A Tromaville, une fuite de produit radioactif vient d'éclater dans la centrale
nucélaire. Un kilomètre plus loin, se dresse le collège de la ville où une bande
de punks sème la zizanie. Après l'étrange décès d'un jeune étudiant modèle,
Donald Martin, quelques jeunes commencent à se poser des questions. Plus tard,
au cours d'une soirée, Warren et sa petite amie Chrissy tirent sur un joint
pas très catholique (!) qui transforme Chrissy en nymphomane (!). L'herbe
du joint provient en réalité d'une plantation, proche de la centrale, contaminée
par la fuite. Warren et Chrissy sont sujets à d'horribles hallucinations tandis
que le directeur de la centrale nie en bloc tout lien entre la fuite et les
incidents survenus au collège...
La 20th Century Fox à ses Star Wars, la New Line a son Seigneur
des Anneaux, la Warner Bros. a ses Matrix... Et la Troma a ses Toxic
Avenger et ses Class of Nuke 'Em high. En d'autres termes, des fleurons
de la compagnie indépendante spécialisée dans les films déjantés de tous les
horizons. Et Atomic College est sans aucun doute l'un des films de la
Troma les plus connus et également l'un de ses plus réussis.
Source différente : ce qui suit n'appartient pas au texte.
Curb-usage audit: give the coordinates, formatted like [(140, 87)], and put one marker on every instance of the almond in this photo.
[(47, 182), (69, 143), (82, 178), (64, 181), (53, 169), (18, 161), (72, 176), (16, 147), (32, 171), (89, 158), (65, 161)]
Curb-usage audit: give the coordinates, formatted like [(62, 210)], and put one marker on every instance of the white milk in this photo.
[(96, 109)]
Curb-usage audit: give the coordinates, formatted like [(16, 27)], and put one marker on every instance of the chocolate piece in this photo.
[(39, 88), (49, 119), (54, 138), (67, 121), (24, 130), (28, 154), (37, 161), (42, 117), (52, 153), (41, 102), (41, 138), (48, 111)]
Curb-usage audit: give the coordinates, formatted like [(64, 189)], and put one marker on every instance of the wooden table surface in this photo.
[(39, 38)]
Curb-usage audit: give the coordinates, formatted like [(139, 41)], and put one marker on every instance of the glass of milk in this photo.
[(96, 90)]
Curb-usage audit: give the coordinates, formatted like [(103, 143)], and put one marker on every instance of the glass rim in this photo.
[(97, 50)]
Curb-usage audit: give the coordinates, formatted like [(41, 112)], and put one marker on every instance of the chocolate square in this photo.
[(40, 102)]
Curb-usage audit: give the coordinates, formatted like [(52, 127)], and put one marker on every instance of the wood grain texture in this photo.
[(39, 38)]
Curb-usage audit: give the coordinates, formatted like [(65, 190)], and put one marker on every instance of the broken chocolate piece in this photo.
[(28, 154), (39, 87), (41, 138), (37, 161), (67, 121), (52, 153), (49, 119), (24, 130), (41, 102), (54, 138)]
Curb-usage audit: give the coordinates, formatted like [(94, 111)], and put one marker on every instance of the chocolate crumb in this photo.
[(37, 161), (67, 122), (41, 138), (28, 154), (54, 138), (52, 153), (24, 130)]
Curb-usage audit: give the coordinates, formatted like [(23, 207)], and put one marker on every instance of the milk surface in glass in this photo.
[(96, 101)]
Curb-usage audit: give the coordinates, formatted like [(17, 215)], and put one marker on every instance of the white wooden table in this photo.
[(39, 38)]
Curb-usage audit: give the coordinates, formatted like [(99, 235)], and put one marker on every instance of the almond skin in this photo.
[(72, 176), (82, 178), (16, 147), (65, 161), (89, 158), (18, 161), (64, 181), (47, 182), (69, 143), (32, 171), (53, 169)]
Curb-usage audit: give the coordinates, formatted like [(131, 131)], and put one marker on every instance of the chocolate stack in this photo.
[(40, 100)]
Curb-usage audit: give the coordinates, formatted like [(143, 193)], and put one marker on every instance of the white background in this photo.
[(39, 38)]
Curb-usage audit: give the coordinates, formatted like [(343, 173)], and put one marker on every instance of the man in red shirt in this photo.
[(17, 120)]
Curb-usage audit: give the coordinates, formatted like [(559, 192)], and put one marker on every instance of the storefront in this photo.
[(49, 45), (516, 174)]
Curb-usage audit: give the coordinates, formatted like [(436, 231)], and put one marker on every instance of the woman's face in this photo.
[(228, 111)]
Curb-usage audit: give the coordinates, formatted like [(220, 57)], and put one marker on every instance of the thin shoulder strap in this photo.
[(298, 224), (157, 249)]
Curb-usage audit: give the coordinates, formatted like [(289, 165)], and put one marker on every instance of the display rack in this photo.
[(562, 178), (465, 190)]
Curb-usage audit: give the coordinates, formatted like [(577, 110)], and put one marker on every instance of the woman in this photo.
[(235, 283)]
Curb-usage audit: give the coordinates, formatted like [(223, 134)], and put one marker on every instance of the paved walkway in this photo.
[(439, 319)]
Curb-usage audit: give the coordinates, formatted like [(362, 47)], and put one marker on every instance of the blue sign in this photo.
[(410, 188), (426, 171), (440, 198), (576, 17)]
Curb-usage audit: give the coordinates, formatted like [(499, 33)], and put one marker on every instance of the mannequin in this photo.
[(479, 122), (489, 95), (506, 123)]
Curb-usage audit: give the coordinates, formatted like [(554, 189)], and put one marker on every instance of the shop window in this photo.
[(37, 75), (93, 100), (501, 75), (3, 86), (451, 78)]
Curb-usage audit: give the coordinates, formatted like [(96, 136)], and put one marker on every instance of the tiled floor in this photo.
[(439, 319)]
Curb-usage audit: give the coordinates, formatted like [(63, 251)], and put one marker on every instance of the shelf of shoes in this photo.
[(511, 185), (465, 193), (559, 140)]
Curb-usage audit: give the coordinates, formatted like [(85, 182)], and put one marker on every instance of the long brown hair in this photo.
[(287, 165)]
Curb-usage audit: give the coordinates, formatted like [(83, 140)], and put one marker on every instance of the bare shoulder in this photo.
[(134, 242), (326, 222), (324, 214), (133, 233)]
Tourné à Jersey City, dans le New Jersey aux Etats-Unis, le film du duo Herz/Kaufman
représente, avec The Toxic Avenger, tout l'esprit de la Troma condensé
en un seul film. Résumé Atomic College par des mots ne se révèle pas
aussi évident que cela tant le film recèle de passages bien barrés, aussi débiles
que délirants. Entre la demoiselle qui gerbe un petit monstre dans les chiottes,
l'étudiant modèle qui se jette par la fenêtre et pourrit littéralement sur le
bithume, les hallucinations des deux tourtereaux de service, les punks mettant
sans dessous dessus le collège, les mêmes punks démastiqués par un gros
monstre baveux dans un festival de séquences gores et j'en passe, on ne peut
que s'incliner devant tout ce foutoir royalement orchestré (avec les moyens
du bord) par les directeurs de la Troma.
Le scénario est ridicule, le jeu des acteurs médiocre, les décors sont toujours
les mêmes, les dialogues tournent essentiellement autour du sexe (cela ne surprendra personne je pense!), la bande-son est constituée
d'un hard rock FM typique des 80's et la mise en scène est approximative. A
première vue, Atomic College a tout du nanar et pourtant - surtout parce
que c'est du Troma - on pardonne tous ces défauts (quoique les SFX sont plutôt réussis dans l'ensemble - surtout le monstre final) car le spectacle est suffisament
débile et traité en conséquence pour être drôle.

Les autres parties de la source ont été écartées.